Portions of the roll are visibly wavy or corrugated.

The outer surface of the roll may not be a perfect cylinder or the end of the roll layers may not form perfect circular rings.

  • CD buckles may become permanent deformations in the web and create functional or optical defects in final products, especially in laminated or coated products.
  • CD buckles in PSA products can create air gaps in the roll’s inner layers, creating visual and functional defects where the gaps form.
  • MD buckles may become permanent deformations in the web and create functional or optical defects in final products, especially in laminated or coated products.
  • Buckles in the roll do not pass esthetic quality needs (i.e., the rolls look bad).
  • Buckles may form permanent distortion in the web upon unwinding.
  • In slitter rewinding, one severely buckles roll may disturb winding quality of the entire set from tension variations or upsetting forces and contact load from a shared winding nip roller.
  • Slip knots (a.k.a., convolution buckles) may lead to wrinkling and creases in the web.
  • CD buckles in rolls are measured by direct observation.
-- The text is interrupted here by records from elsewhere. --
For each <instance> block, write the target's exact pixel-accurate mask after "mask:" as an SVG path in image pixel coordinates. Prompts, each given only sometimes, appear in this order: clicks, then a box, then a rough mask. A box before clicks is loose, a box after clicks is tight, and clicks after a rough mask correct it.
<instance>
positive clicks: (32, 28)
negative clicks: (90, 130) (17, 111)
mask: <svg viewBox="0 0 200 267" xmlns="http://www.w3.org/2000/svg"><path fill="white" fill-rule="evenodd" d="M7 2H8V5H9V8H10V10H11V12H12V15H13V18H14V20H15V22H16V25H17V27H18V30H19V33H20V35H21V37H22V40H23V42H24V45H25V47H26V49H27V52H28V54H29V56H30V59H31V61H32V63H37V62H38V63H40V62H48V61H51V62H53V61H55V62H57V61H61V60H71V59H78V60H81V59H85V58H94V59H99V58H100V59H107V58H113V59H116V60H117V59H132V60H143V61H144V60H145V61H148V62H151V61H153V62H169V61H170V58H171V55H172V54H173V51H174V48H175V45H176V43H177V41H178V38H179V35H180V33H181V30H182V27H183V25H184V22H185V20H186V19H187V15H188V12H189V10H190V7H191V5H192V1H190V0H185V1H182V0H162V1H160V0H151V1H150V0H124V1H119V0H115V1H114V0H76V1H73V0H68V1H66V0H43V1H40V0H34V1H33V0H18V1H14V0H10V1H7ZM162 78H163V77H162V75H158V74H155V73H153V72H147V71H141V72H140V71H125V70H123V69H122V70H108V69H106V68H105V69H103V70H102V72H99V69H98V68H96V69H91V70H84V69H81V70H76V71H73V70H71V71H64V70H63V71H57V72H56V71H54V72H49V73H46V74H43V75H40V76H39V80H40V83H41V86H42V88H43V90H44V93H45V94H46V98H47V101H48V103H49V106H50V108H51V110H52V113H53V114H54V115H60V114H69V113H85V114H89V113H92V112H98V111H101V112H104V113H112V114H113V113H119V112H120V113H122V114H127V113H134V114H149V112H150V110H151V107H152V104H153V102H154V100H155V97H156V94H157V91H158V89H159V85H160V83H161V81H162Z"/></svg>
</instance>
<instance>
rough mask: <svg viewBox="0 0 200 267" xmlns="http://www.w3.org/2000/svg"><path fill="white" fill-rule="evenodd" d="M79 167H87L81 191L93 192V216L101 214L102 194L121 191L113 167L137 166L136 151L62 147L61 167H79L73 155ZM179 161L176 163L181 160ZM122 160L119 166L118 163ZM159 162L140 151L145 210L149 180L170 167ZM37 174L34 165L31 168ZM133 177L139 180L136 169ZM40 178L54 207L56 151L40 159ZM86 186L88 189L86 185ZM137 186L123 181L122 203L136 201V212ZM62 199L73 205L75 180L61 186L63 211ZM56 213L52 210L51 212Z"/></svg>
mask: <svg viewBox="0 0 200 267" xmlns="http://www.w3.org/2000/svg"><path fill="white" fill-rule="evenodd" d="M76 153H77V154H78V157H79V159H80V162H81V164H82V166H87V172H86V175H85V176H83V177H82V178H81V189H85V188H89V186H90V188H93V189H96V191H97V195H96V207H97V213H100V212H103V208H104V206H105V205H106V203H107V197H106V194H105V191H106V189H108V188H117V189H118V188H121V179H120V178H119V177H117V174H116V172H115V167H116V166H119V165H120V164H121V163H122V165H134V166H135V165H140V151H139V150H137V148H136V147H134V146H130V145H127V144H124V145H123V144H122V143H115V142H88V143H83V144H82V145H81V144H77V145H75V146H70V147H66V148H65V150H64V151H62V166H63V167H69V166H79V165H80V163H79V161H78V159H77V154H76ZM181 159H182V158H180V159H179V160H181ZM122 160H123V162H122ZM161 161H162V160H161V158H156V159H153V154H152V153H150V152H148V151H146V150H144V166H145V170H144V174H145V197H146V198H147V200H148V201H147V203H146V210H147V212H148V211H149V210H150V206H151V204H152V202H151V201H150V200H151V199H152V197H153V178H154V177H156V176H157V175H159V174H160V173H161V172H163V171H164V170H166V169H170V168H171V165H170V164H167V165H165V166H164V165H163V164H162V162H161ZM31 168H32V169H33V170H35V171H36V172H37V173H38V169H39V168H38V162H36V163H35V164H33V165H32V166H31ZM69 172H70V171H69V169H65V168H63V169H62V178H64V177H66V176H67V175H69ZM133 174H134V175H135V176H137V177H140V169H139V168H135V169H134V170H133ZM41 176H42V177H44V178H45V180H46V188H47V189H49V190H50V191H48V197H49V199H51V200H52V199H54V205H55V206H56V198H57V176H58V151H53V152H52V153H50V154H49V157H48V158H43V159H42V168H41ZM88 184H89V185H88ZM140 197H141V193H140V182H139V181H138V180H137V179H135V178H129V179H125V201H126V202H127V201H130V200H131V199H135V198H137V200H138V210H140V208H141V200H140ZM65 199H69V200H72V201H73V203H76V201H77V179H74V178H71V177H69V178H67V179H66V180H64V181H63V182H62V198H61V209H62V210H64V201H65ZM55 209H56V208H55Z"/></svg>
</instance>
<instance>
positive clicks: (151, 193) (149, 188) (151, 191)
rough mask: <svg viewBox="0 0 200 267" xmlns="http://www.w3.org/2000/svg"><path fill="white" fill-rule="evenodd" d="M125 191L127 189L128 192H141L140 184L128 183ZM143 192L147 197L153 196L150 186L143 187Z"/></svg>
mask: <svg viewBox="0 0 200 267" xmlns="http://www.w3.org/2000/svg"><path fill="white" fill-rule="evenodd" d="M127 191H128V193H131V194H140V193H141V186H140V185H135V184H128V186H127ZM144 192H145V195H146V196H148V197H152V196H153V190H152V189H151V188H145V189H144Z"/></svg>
They may appear as CD ridges in the roll, sometimes visible at the outside of the full roll, but commonly only seen in layers near the core. From an end view, the CD ridges will form starring, spoking, or wavy ring patterns as several layers will buckle as a set, nesting upon each other.
  • Note width and radial positions where CD buckles occur – Full width vs. in specific lanes across the roll’s width, throughout the roll or only in specific radial positions, such as in layers near the core or at the roll’s outer diameter layers.
  • Direction observation of MD buckled ridges.
  • Note if the MD buckles have a uniform or variable pitch or CD wavelength.
  • Note if the MD buckles form across a portion or the entire width of the roll.
  • Note if the MD buckles appear throughout the roll or only in radial zones (e.g., only in the roll’s outside layers).
  • Note if the MD buckles are in the roll immediately after winding or either develop later or increase over time.
  • Note if MD buckles are seasonal or align with humidity variations.
  • Observe surface imperfections while winding.
  • Note if surface imperfections change with winding additional layers.
  • Note the position of surface imperfections, both their CD and radial position within the roll. Unwind the roll to see if the slip knot was initiated by surface debris or other surface imperfection.